IBM / continuous-learning-with-watson-ml-and-db2

Build models that learn over time with Watson Machine Learning, Watson Studio and IBM Db2 Warehouse on Cloud
https://developer.ibm.com/patterns/continuous-learning-with-wml-and-db2-warehouse-on-cloud/
Apache License 2.0
6 stars 8 forks source link
db2-warehouse ibm-cloud ibmcode watson-machine-learning watson-studio

WARNING: This repository is no longer maintained :warning:

This repository will not be updated. The repository will be kept available in read-only mode.

Continuous Learning with Watson Machine Learning and IBM Db2 Warehouse on Cloud

In this code pattern, we will use IBM Watson Machine Learning and Watson Studio — which allows data scientists and analysts to quickly build and prototype models — to monitor deployments, and to learn over time as more data becomes available. Performance Monitoring and Continuous Learning enables machine learning models to re-train on new data supplied by the user or other data sources. All applications and analysis tools that depend on the model are automatically updated as Watson Studio handles the selection and deployment of the best model.

In this code pattern, we’ll solve a problem for the City of Chicago using the Model Builder to model building violations. We’ll predict which buildings are most likely to fail an inspection, and we'll intelligently rank buildings by their likelihood to fail an inspection, saving time and resources for the city and building inspectors. We’ll begin by building a model on publicly available data from 2017, starting in September.
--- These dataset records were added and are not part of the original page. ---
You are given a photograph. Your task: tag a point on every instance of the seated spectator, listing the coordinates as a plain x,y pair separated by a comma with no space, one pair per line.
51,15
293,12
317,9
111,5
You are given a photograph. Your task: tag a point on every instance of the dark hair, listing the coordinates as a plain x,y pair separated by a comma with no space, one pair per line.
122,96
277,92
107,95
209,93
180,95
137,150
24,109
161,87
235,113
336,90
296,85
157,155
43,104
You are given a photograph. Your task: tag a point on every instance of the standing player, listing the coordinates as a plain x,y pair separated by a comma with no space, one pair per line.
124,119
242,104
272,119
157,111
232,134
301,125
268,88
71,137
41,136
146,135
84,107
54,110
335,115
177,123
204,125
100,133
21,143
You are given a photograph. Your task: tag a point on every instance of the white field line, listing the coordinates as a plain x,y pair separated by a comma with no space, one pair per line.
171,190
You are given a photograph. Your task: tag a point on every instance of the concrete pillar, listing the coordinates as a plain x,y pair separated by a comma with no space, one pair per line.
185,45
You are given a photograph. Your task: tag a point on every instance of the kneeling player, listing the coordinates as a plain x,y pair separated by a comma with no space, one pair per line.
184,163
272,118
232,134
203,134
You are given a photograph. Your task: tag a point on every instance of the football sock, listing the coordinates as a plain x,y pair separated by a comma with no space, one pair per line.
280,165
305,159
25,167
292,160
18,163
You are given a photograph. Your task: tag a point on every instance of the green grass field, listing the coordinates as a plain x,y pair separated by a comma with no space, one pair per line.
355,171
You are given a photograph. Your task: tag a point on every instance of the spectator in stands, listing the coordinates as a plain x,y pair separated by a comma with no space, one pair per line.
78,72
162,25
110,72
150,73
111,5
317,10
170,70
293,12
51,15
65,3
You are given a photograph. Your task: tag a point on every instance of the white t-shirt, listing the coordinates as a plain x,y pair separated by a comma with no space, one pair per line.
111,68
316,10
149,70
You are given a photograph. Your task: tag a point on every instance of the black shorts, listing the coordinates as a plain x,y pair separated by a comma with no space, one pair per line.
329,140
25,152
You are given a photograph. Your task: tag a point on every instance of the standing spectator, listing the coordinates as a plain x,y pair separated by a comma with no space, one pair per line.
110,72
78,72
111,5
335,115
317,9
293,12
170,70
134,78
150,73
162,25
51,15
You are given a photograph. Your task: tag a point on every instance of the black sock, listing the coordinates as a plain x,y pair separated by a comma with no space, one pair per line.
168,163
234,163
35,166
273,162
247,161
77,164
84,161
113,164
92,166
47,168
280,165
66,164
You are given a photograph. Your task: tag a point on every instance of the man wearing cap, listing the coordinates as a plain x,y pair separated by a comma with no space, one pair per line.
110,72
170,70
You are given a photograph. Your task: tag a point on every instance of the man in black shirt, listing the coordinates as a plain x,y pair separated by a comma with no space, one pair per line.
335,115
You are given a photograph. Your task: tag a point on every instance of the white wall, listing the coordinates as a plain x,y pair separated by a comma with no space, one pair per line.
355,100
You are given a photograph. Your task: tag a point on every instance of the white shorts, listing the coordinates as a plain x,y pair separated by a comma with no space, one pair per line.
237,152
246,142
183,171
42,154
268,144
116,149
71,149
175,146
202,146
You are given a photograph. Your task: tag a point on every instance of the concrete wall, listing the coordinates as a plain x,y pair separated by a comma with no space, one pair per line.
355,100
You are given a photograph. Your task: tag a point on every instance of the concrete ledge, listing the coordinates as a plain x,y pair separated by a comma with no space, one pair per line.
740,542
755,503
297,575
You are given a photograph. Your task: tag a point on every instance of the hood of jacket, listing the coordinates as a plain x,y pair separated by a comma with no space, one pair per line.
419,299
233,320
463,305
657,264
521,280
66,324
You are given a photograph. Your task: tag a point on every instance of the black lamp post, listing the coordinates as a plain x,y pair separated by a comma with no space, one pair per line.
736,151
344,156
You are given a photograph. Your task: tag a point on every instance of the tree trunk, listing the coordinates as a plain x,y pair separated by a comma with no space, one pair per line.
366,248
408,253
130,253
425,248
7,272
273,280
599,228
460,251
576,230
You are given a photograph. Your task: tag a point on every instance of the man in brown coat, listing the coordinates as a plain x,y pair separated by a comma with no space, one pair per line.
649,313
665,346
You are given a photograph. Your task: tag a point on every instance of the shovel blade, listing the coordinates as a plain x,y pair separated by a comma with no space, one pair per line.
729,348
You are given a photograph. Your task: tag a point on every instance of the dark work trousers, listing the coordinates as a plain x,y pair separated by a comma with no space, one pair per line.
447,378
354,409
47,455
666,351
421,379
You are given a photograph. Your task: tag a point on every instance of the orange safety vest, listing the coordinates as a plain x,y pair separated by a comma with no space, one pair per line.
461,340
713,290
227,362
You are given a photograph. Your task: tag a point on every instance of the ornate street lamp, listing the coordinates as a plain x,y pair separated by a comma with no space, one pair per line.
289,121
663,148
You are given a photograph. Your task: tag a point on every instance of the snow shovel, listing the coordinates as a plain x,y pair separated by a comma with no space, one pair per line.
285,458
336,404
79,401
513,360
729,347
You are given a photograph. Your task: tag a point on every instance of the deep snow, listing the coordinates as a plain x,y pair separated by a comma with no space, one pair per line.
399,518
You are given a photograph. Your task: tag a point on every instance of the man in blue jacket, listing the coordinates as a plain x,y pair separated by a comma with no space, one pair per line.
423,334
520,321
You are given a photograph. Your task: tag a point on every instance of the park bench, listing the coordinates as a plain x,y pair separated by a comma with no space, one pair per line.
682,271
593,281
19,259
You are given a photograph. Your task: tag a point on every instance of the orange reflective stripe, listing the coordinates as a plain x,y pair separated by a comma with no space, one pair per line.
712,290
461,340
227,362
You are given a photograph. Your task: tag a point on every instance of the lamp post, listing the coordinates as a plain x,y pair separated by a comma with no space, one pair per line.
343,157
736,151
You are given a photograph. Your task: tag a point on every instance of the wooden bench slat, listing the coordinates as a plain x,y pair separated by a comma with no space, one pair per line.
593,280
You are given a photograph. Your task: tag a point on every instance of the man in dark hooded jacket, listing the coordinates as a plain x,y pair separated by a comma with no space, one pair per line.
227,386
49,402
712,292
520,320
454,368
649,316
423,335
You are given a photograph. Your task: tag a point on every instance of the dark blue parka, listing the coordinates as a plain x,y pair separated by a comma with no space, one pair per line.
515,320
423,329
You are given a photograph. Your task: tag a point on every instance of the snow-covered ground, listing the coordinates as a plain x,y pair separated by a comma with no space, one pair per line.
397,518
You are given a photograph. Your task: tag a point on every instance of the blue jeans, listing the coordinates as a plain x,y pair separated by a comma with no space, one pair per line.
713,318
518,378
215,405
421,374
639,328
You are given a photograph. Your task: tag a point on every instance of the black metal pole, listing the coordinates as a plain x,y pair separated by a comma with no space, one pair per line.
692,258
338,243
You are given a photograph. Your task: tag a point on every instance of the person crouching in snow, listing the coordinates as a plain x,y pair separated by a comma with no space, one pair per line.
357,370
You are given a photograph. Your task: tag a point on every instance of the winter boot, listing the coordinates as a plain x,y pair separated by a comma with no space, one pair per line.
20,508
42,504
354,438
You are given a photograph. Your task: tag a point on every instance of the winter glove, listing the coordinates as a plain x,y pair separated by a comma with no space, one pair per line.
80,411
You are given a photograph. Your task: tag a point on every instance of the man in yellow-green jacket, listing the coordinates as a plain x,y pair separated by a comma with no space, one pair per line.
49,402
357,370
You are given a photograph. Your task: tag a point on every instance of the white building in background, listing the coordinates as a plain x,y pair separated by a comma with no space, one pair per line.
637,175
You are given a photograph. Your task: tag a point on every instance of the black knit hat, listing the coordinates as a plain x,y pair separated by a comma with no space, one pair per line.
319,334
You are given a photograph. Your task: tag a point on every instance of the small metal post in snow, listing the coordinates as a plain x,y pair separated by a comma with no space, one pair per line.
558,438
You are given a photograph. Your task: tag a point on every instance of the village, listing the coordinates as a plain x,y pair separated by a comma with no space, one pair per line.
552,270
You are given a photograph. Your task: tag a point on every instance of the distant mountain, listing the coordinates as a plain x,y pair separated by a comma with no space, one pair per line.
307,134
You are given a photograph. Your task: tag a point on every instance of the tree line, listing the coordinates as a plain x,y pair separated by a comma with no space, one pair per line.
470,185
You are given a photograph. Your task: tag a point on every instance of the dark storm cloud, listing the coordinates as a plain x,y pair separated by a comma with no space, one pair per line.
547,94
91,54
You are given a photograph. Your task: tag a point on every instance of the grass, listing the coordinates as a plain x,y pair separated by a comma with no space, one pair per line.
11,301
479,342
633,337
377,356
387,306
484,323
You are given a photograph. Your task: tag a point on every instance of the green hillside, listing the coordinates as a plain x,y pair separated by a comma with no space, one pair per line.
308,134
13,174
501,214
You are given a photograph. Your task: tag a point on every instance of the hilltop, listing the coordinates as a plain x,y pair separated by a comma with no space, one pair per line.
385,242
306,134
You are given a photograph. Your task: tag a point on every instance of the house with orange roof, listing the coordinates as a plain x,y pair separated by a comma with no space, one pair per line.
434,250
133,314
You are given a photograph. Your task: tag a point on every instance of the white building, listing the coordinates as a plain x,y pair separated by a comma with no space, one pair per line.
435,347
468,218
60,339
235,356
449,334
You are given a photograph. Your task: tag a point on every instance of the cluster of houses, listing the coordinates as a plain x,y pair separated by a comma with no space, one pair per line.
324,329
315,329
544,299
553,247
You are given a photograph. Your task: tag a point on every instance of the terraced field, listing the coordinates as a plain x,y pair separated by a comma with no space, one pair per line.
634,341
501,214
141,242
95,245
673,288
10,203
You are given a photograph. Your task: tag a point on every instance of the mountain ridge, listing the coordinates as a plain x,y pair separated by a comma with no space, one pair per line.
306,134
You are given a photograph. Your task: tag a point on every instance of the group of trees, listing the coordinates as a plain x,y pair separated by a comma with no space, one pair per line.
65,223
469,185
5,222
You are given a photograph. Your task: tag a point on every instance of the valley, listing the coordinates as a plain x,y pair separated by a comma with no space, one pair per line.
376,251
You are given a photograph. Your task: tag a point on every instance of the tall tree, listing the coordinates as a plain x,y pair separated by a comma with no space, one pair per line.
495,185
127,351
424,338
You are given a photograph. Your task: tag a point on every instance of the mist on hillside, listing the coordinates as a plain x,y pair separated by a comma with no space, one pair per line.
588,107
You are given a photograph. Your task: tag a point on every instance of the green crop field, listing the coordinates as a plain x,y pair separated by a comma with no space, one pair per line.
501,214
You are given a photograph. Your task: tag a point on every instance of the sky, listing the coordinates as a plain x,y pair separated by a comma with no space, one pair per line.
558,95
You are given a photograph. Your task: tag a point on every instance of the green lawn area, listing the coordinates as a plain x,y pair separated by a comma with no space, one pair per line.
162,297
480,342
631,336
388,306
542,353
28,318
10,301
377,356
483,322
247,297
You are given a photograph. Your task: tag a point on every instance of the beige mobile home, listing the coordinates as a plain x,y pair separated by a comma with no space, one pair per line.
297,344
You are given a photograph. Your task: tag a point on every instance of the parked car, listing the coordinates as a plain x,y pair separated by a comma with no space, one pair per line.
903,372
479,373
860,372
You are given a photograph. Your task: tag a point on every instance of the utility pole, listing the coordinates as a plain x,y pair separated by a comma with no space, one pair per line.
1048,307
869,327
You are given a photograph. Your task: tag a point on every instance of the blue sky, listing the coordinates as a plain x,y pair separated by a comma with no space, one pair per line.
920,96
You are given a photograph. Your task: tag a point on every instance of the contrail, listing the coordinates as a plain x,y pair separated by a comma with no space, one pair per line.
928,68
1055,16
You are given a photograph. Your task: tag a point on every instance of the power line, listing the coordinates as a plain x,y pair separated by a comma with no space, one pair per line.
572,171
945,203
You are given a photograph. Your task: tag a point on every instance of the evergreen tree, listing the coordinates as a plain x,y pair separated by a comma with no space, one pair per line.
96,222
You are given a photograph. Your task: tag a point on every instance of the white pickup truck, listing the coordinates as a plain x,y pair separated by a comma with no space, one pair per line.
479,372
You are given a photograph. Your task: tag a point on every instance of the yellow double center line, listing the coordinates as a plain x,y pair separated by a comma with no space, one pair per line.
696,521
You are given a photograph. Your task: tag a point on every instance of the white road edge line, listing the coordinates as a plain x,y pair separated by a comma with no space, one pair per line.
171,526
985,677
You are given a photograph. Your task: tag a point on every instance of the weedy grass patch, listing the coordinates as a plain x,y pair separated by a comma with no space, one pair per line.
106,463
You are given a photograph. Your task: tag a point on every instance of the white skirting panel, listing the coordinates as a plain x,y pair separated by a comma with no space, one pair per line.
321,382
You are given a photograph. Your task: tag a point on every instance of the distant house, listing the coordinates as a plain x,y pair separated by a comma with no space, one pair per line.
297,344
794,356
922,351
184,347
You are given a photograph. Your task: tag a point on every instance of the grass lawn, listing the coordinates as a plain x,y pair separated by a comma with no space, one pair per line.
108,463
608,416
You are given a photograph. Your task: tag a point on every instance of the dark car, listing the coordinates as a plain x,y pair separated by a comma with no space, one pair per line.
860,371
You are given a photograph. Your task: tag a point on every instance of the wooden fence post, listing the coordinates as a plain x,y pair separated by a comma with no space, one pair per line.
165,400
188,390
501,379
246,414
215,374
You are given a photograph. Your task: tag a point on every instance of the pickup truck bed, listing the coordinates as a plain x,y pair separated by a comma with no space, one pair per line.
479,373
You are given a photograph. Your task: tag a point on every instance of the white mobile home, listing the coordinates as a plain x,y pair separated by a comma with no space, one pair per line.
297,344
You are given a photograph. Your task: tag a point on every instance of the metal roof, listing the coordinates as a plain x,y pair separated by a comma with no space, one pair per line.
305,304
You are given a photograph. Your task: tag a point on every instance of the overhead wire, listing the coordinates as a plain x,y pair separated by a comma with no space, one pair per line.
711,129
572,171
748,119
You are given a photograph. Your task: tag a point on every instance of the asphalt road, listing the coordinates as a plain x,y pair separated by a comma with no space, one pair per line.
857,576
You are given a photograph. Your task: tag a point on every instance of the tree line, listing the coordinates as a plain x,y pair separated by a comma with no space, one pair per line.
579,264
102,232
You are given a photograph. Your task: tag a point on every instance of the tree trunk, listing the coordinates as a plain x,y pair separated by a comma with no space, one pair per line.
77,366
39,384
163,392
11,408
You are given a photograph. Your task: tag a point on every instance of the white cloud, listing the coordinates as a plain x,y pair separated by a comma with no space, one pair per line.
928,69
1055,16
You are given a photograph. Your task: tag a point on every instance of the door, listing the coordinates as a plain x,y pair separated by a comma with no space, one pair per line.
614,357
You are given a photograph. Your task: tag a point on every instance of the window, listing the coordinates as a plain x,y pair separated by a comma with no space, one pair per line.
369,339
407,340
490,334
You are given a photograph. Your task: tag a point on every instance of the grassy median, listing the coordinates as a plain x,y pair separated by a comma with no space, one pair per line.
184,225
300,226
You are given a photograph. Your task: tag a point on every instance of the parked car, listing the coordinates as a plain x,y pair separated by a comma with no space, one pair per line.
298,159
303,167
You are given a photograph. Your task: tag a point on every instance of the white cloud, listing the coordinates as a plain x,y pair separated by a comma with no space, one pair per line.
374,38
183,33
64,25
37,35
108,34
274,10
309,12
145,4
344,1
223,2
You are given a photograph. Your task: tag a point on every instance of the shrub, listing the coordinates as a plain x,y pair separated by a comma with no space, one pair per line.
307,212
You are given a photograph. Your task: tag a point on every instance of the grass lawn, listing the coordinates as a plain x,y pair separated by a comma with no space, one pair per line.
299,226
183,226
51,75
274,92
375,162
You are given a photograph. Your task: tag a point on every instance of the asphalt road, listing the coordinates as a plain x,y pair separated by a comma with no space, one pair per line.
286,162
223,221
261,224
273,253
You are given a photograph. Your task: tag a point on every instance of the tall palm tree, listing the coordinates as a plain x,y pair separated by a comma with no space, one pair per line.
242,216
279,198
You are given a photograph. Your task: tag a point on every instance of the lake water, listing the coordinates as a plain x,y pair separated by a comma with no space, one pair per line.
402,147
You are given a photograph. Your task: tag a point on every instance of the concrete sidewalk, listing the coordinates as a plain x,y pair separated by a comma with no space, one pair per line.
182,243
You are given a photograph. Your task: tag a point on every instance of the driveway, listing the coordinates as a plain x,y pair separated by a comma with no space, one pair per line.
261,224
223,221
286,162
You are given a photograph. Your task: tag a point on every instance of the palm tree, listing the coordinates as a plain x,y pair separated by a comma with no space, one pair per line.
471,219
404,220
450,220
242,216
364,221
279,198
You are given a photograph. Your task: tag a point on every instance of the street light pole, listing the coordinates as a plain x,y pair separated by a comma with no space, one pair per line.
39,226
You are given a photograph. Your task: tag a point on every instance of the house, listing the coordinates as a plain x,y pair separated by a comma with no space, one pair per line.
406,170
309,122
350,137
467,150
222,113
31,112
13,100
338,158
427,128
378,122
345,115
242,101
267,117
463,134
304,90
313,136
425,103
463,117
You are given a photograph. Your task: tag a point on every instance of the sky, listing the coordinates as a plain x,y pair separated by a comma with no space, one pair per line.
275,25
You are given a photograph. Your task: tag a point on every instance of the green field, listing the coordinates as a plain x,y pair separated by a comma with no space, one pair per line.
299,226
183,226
Then, we will introduce data from October, November, and December data to simulate learning and model re-training over time.

When the reader has completed this Code Pattern, they will understand how to:

Flow

Architecture

  1. Initial source data is loaded into IBM Db2 Warehouse on Cloud database.
  2. The source data is then loaded, as a data asset, into Watson Studio.
  3. The Watson Machine Learning service uses the source data and computes an evaluation using Apache Spark-as-a-service to create a machine learning model, and saves the evaluation information back to the Db2 Warehouse on Cloud database.
  4. Apache Spark-as-a-service to compute the evaluation.
  5. Feedback data is uploaded to the feedback table in the Db2 Warehouse on Cloud database.
  6. Once the evaluation is done the Watson Machine Learning service creates a machine learning model.
  7. The model data is exposed through an API.
  8. Applications can use the API to evaluate new data and create a new model based on continuous learning.

Included components

Featured technologies

Watch the Video

Steps

  1. Clone the repo
  2. Create Watson Studio Project
  3. Create Db2 Warehouse on Cloud database and add the connection to Watson Studio
  4. Create and load data into Db2 Warehouse on Cloud database
  5. Add connected asset into Watson Studio
  6. Create Apache Spark as a service with IBM Cloud
  7. Create Watson Machine Learning with IBM Cloud
  8. Add new Watson Machine Learning Model to Watson Studio
  9. Add Feedback data and new evaluations to the continuously learning model
  10. Deploy the model to expose it through an API
  11. Test the model

1. Clone the repo

Clone the continuous-learning-with-watson-ml-and-db2 locally. In a terminal, run:

$ git clone https://github.com/IBM/continuous-learning-with-watson-ml-and-db2
$ cd continuous-learning-with-watson-ml-and-db2

2. Create Watson Studio Project

If you do not already have an IBM Cloud account, sign up for IBM Cloud and login to your IBM cloud account.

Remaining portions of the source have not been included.